Sarah Everard Killing: British Police Officer Charged With Murder

LONDON — A police officer was charged late Friday with kidnapping and murdering Sarah Everard, a marketing executive who went missing in South London last week and whose disappearance had touched off a national outcry over violence against women.

The Metropolitan Police said that the officer, Wayne Couzens, 48, whose primary role was patrolling diplomatic premises, would appear in court on Saturday to face the charges.

A body that was found this week in a wooded area in southeast England was definitively identified as Ms. Everard’s earlier on Friday, ending days of uncertainty.

In just days, her case had come to symbolize a longstanding problem that many women said plagues Britain and could no longer be ignored: that at home or in public spaces, many women are not safe.

The alleged incident occurred on Feb. 28 at a fast-food restaurant in South London, the police watchdog said, three days before Ms. Everard disappeared. It remains unclear why Mr. Couzens was not suspended following the incident.

“If that had been followed up, he would have been suspended from duty,” said Mick Neville, a former chief detective inspector at the Metropolitan Police. “Officers must have treated this as a minor matter, not thinking that he was a police officer, and in hindsight, it took tragic proportions.”
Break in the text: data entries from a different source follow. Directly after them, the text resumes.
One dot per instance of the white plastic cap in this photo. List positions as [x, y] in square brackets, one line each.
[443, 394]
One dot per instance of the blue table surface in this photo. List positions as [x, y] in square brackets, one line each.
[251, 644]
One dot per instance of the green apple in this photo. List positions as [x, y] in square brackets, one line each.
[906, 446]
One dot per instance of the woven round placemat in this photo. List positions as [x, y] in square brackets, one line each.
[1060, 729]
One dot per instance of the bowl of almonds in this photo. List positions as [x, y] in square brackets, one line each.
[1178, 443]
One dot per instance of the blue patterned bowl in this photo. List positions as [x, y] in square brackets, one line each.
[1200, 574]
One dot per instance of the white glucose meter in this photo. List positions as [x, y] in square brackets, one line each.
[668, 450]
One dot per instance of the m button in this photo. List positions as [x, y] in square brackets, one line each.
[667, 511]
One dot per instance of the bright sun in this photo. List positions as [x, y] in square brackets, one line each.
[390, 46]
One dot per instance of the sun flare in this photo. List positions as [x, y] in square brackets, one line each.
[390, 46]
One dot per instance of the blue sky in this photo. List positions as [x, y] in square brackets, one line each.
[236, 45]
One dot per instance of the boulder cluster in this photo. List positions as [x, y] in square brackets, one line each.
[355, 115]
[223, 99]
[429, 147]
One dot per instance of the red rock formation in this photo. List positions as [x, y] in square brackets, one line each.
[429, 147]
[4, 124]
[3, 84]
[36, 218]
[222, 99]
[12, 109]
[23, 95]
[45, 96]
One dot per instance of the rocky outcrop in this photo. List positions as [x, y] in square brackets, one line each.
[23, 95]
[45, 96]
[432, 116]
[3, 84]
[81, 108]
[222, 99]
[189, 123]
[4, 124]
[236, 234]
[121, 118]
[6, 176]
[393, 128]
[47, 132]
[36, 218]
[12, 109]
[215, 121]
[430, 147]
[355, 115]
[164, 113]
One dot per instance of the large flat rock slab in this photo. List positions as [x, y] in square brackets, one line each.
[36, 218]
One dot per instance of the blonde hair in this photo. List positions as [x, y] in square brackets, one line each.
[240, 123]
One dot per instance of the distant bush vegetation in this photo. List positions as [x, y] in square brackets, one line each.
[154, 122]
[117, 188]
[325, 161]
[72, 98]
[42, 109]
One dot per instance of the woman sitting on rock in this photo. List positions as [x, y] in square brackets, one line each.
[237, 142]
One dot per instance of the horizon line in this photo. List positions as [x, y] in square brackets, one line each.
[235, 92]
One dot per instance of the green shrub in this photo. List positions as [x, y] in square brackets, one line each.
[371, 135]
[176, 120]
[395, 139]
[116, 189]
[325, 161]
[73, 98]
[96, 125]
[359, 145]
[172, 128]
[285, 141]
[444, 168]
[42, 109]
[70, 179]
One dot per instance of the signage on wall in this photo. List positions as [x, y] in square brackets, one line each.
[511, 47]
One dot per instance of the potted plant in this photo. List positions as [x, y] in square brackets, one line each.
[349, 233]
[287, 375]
Mr. Couzens worked on the day of Ms. Everard’s disappearance, but was off duty when she was last seen.

In a separate but related dispute, the organizers of a vigil for Ms. Everard that was planned for Saturday said that the Metropolitan Police had called the gathering unlawful because of coronavirus restrictions, and that it had threatened to fine them.

A court in London ruled on Friday that the gathering could be deemed unlawful by the authorities. “Our message to those who were looking to attend vigils in London this weekend, including at Clapham Common, is stay at home or find a lawful and safer way to express your views,” Cmdr. Catherine Roper of the Metropolitan Police said.

Home Secretary Priti Patel, who oversees the country’s police forces, sought to contain mounting criticism against the Metropolitan Police on Friday.

“If you are feeling angry or worried, please try to remember that tens of thousands of police officers are equally sickened by what has happened, and there are currently hundreds of dedicated officers working night and day to bring the perpetrator to justice,” Ms. Patel wrote in The Sun newspaper.

Nick Ephgrave, an assistant commissioner at the Metropolitan Police, said, “I know that the public feel deeply hurt and angry and I speak on behalf of all my colleagues when I say that we too are horrified.”